Alors, je vais m'amuser à encore pinailler sur les titres qu'ils soient le titre original ou celui, attribué par les distributeurs français.
"Defiance", qu'on serait tenté de confondre avec le faux-ami français, signifie en anglais "défi". Effectivement, il s'agit bien dans le film d'un défi de la part des frères Bielski de vouloir échapper à l'extermination programmée d'une race, communément considérée comme soumise ou incapable de se défendre.
Par contre, il ne s'agit pas de "défiance" (qui se traduit par "mistrust") qui pourrait nous entraîner sur une fausse piste, d'autant plus qu'il naîtra, effectivement, une part de défiance de la part d'un des frères Bielski (Tuvia) à l'égard d'un autre (Zus).
Les "insurgés" est un mot qui ne me semble pas tout-à-fait convenir pour ce film car il ne s'agit pas vraiment d'une révolte ou d'une insurrection dans la mesure où, dans un premier temps, on est dans un épisode dramatique de pure survie.
Le film raconte l'histoire de ces quatre frères Bielski qui réussirent à entrainer quelques centaines de juifs de villes polonaises ou biélorusses dans la forêt pendant quelques années et à les sauver du massacre.
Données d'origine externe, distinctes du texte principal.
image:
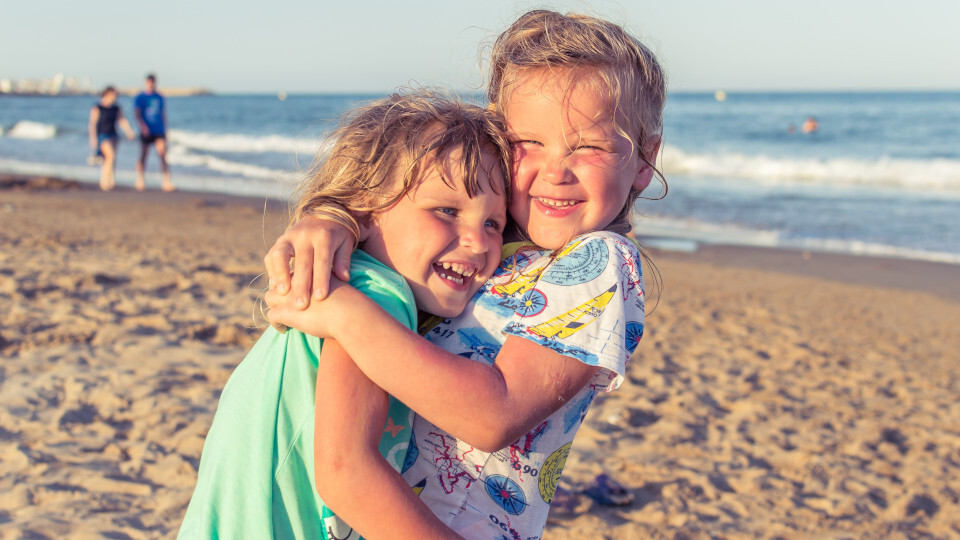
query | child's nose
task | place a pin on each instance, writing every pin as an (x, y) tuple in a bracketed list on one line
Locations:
[(555, 171), (474, 239)]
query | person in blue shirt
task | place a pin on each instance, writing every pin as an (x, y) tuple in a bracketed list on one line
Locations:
[(152, 117)]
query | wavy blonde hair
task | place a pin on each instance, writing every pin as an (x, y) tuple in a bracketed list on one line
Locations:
[(380, 150), (599, 54)]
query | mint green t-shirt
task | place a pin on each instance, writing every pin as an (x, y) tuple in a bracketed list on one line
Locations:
[(256, 475)]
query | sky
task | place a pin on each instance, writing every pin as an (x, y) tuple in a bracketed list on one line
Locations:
[(378, 45)]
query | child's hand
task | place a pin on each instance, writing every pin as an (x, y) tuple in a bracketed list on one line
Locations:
[(319, 318), (316, 246)]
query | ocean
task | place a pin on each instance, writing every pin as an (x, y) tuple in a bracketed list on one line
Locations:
[(880, 177)]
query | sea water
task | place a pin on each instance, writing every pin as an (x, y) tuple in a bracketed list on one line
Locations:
[(881, 175)]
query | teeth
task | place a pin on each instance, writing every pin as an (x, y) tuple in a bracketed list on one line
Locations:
[(556, 203), (458, 281), (463, 270)]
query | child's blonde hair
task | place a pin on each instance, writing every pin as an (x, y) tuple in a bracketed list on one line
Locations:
[(379, 151), (604, 56)]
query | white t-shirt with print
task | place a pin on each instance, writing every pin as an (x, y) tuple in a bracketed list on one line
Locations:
[(587, 303)]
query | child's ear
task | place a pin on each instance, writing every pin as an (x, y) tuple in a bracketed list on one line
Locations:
[(645, 174)]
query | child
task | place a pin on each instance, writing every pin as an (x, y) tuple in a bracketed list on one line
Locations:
[(583, 103), (406, 163), (104, 117)]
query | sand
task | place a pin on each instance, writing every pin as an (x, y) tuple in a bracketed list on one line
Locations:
[(775, 394)]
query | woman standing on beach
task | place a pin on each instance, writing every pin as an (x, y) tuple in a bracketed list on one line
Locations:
[(103, 134)]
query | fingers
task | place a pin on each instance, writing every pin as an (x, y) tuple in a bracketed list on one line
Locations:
[(341, 261), (327, 261), (277, 262), (302, 276)]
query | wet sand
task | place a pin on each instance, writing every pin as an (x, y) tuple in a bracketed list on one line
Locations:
[(774, 394)]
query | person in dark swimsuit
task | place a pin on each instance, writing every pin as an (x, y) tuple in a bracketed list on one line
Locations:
[(104, 117)]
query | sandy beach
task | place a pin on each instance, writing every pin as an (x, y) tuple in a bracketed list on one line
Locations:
[(775, 394)]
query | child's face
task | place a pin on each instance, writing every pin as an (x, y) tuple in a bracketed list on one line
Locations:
[(443, 242), (572, 170)]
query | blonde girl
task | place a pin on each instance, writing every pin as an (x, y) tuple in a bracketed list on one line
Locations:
[(558, 322), (291, 441)]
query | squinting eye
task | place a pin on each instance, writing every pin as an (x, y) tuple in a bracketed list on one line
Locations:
[(524, 143)]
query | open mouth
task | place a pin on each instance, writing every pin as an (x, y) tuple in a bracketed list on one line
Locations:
[(559, 204), (454, 272)]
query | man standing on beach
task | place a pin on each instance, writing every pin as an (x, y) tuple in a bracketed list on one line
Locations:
[(152, 117)]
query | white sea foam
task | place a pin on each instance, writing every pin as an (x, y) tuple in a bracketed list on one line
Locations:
[(940, 174), (28, 129), (231, 142), (180, 155)]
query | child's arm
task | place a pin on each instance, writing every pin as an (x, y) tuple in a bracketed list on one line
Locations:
[(320, 245), (353, 479), (526, 384)]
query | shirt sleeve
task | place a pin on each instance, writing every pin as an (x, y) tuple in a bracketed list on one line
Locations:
[(385, 287), (587, 304)]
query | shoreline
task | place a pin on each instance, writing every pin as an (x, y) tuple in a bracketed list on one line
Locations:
[(936, 278), (771, 395)]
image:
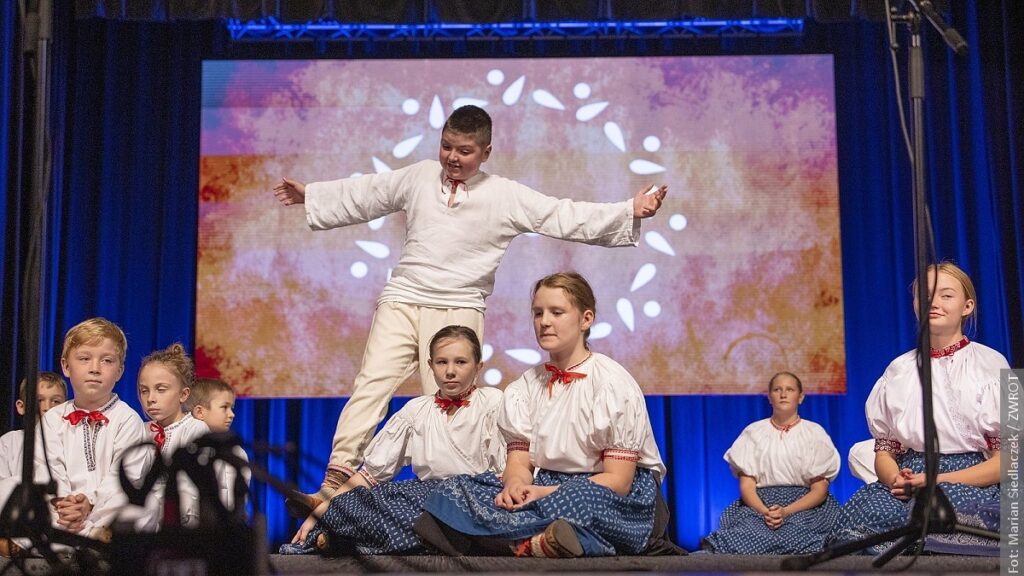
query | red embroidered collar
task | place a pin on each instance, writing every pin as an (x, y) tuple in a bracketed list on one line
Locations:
[(786, 427), (446, 404), (950, 350)]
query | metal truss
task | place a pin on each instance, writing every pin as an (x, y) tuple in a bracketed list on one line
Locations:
[(270, 30)]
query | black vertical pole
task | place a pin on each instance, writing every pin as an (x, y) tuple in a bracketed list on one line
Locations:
[(38, 26)]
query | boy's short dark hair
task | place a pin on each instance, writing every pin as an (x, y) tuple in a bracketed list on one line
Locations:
[(203, 391), (470, 120), (51, 378)]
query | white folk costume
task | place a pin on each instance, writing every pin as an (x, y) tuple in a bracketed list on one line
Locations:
[(568, 421), (86, 449), (11, 453), (226, 476), (783, 463), (422, 435), (425, 292), (169, 440), (966, 404)]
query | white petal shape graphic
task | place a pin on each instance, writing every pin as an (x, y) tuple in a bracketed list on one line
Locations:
[(614, 134), (375, 249), (493, 377), (625, 310), (466, 100), (526, 356), (600, 330), (547, 99), (657, 242), (406, 147), (358, 270), (436, 114), (651, 309), (588, 112), (644, 275), (644, 167), (514, 90)]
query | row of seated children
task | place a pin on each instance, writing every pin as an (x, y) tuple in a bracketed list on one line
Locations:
[(582, 468), (784, 464), (562, 463), (82, 442)]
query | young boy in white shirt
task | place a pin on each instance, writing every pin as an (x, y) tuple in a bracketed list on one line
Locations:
[(212, 401), (50, 392), (459, 223), (88, 438)]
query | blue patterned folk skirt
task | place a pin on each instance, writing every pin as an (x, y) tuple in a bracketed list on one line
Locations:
[(872, 509), (605, 523), (372, 521), (742, 530)]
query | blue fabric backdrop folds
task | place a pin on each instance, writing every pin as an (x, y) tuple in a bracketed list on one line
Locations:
[(123, 219)]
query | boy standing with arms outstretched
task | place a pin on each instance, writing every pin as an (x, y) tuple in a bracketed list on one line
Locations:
[(459, 223), (89, 437)]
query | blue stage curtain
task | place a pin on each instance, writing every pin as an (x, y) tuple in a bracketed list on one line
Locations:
[(123, 222)]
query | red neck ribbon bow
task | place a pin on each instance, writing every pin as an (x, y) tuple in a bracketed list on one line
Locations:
[(559, 375), (446, 404), (79, 415), (159, 436)]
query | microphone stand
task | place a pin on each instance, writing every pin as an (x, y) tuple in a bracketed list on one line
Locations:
[(27, 511), (932, 511)]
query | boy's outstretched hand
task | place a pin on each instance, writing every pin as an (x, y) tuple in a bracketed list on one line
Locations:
[(293, 192), (646, 205)]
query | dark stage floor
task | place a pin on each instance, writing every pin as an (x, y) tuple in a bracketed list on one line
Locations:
[(725, 564), (693, 563)]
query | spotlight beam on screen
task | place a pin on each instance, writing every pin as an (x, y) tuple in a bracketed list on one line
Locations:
[(737, 277)]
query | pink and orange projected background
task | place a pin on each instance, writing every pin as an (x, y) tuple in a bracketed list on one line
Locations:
[(737, 277)]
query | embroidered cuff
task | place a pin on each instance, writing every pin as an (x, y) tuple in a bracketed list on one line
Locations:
[(518, 446), (621, 454), (889, 445), (992, 442), (368, 477)]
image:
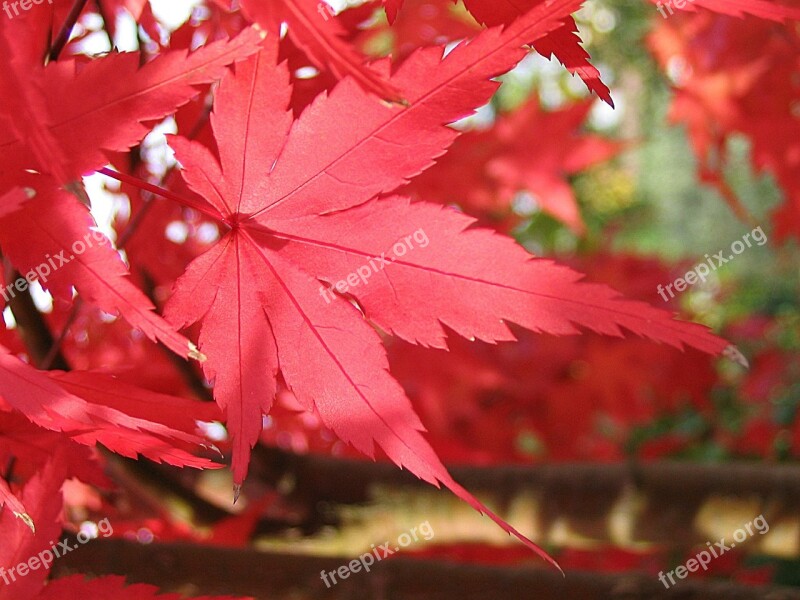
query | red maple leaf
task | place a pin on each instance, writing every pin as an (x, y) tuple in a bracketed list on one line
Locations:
[(301, 214)]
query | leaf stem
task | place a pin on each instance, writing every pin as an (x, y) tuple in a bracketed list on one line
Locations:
[(143, 185), (63, 35)]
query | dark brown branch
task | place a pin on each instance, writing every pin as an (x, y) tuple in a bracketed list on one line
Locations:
[(210, 570), (671, 504)]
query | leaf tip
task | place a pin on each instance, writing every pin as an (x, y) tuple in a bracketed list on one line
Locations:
[(26, 518), (195, 353), (734, 354)]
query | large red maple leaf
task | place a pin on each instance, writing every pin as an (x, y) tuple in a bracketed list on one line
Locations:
[(303, 216)]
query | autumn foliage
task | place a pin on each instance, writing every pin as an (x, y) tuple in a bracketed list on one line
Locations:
[(321, 255)]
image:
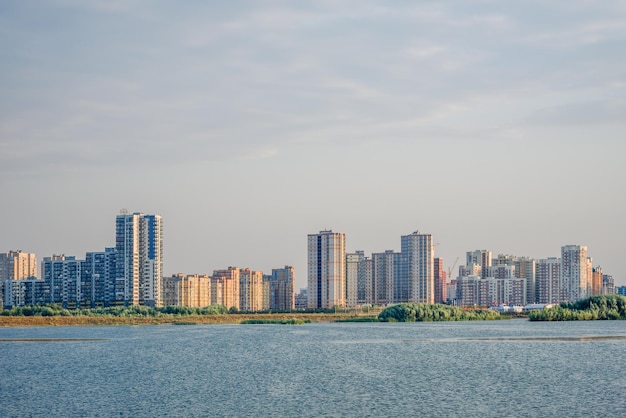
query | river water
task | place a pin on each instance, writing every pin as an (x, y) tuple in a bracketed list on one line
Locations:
[(492, 369)]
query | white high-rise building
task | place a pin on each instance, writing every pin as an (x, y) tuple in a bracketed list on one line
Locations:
[(385, 272), (575, 273), (482, 258), (548, 280), (17, 265), (326, 270), (138, 244), (352, 277), (416, 278)]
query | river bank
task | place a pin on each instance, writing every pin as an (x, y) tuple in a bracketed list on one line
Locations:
[(24, 321)]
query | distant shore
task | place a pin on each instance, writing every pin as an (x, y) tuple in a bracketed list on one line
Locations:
[(25, 321)]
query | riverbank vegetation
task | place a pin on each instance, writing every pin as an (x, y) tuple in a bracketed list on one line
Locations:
[(55, 315), (423, 312), (292, 321), (593, 308)]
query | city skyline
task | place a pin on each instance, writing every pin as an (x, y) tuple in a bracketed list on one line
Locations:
[(139, 243), (249, 126)]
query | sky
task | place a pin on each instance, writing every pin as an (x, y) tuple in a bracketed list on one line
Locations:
[(248, 125)]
À la fin de la guerre, on considère que 1200 personnes furent ainsi sauvées.
Mais l'aspect historique s'arrête là pour Zwick qui va bâtir un passionnant film sur la base de références bibliques prises dans l'Exode. Ainsi, nous ne sommes pas dans le désert du Sinaï mais dans une forêt tout aussi hostile en matière d'approvisionnement pour nourrir les fuyards. La grande attaque des nazis doit se dérouler le jour de la pâque juive et les gens qui se sont installés dans la forêt doivent fuir et se trouvent devant des eaux (marécageuses) infranchissables. Ici, il n'y aura pas de partage des eaux mais la volonté de fer d'un des frères pour lancer toute la population dans une périlleuse traversée… Et je ne vais pas détailler toutes les similitudes qu'il y a entre Bible et film. Cependant, arrêtons nous sur le découragement de Moïse … qu'on reconnait dans l'attitude contrastée de Tuvia Bielski qui perd espoir (la foi, pour Moïse) face à Asael Bielski (Josué !) qui trouve le ressort ultime d'entrainer le peuple juif et le sauver …
Tiens, par exemple, la sacro-sainte indiscipline du peuple hébreu qui trouve toujours le moyen ou l'occasion de discuter les ordres ou de râler. Dans la Bible, il s'agit de la faim et de la perte de la foi en un certain Dieu au profit d'autres Dieux qui conduisent à la discorde puis à une reprise en main violente de la part de Moïse. Chez Zwick, l'affaire prend plutôt un tour plus politique ou individualiste sur la légitimité du pouvoir tenu par les frères Bielski, sur le bienfondé de certains ordres ou certaines exigences ou certains principes. Et la bagarre entre Tuvia et Zus ne fera que fragiliser l'autorité admise de facto et aiguiser les appétits de la discorde, des profiteurs.
D'un point de vue mise en scène, j'ai trouvé des épisodes très forts en termes de signification comme la scène de mariage alors que se déroule en arrière-plan une bataille entre juifs et nazis. L'alliance de la violence et de la paix, la présence simultanée de l'amour et de la mort.
Et tout ceci se retrouve dans les personnages joués par les acteurs. Craig présente un personnage composite où la violence se conjugue avec une certaine humanité. Ou plutôt que l'humanisme ne peut s'exercer que si de temps à autre, il faille mettre le poing sur la table … C'est un vrai chef tandis que son frère Zus n'est qu'un combattant.
J'ai beaucoup apprécié les personnages féminins qui apportent leur touche d'empathie et la nécessaire huile pour faire tourner les rouages de la communauté. Avec les épisodes du mariage et de la naissance, elles apportent l'indispensable espoir d'une communauté qui ne peut se développer et survivre qu'à travers l'amour.
D'un point de vue mise en scène, je pense que certaines incohérences (l'incongru poêle à bois au milieu de la forêt, les cabanes de rondins vachement chiadées avec des fenêtres, etc …) auraient pu être évitées car nuisent, quand même, à la crédibilité surtout quand on revoit, comme moi, le film et qu'on s'attache un peu plus aux détails.
On va dire que ce sont les travers hollywoodien ou américain qui ne peuvent s'empêcher de ressortir. Mais ça n'a pas beaucoup d' importance par rapport au sens profond de ce film.